E vamos para a sentença.

Para ambos os réus, a pena-base é fixada no mínimo legal (dois anos).

Já na segunda fase, Pedro tem em seu favor duas atenuantes: a menoridade relativa e a confissão espontânea.

O juízo reconheceu a incidência de ambas as atenuantes, mas deixou de aplicá-las, de modo que a pena-intermediária não fosse fixada em patamar inferior ao mínimo legal, com obediência à Súmula 231 do STJ [1].

Victor não tinha agravantes e tampouco atenuantes.

Para Victor, faz sentido que a pena não seja alterada, permanecendo no mínimo legal. Afinal, não tinha nem atenuantes e nem agravantes.

Pedro, por outro lado, já vinha com a pena no mínimo, e apesar de ter duas atenuantes, elas foram totalmente desconsideradas.

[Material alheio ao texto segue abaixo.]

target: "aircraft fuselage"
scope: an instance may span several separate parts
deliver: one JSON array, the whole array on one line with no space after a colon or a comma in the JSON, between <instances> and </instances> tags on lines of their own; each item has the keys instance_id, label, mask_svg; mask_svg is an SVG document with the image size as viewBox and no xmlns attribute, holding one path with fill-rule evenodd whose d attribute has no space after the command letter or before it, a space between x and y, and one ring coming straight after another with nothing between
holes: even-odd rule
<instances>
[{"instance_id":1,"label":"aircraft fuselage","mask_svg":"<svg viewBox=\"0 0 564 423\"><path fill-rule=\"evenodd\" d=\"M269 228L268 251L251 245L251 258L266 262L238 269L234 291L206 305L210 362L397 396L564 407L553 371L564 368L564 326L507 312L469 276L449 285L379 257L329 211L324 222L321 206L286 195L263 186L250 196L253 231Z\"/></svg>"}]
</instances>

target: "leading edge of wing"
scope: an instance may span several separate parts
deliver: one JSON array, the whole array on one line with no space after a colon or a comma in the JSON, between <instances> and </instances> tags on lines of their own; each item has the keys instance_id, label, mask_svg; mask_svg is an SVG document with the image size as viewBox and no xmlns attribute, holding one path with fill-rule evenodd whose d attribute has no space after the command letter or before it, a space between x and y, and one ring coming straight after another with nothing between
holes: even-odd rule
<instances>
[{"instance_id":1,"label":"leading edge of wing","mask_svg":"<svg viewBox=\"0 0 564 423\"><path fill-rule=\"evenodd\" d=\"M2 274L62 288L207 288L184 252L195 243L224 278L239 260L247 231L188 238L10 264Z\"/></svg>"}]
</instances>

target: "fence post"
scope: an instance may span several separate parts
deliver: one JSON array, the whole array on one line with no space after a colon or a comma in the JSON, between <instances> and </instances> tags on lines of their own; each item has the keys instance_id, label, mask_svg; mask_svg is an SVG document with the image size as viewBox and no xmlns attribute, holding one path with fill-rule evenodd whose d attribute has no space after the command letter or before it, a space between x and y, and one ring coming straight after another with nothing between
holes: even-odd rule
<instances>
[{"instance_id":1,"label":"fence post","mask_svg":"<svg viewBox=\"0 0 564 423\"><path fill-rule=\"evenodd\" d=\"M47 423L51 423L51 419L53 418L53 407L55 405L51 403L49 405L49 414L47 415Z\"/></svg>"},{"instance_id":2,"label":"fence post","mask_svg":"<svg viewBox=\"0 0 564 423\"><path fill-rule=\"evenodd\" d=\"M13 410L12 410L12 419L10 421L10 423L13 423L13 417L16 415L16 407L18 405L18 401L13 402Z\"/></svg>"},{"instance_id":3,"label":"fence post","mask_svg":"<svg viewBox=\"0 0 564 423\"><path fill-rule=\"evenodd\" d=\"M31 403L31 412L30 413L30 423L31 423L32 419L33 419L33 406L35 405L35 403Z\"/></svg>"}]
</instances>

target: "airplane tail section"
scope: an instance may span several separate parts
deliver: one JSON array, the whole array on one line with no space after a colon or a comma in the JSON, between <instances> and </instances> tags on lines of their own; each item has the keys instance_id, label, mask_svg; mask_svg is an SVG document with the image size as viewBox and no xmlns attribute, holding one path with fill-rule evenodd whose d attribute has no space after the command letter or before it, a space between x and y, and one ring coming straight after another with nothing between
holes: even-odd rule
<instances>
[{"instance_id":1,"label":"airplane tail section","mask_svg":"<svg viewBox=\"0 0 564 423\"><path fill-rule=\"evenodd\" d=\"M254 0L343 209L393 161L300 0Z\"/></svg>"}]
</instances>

Esse exemplo, deveras simplório, serve para mostrar porque o Superior Tribunal de Justiça deve decidir  finalmente!  pela superação da Súmula 231. Simplesmente porque não é justo que Pedro e Victor tenham a mesma pena. E casos como esse são milhares que assolam o Poder Judiciário brasileiro diariamente e continuam a reproduzir injustiças.

Parece chover no molhado, mas importante resgatar alguns fundamentos que tornem evidente a necessidade de superação da Súmula 231.

O primeiro deles é o princípio da individualização da pena, que traz a exigência de  "é estabelecê-la, flexibilizá-la, mensurá-la, tendo em vista a culpabilidade do autor pelo fato e as particularidades deste, e não de qualquer autor por qualquer fato ou por fatos pretéritos" [2].

Significa que a pena deve levar em consideração o grau de culpabilidade do agente e, bem assim, sua contribuição efetiva no intento criminoso. As circunstâncias judiciais, as atenuantes e as agravantes servem para fazer esse balanceamento, não sendo juridicamente aceitável tratar diferentes de maneira igual (o caso de Victor e Pedro exemplifica isso).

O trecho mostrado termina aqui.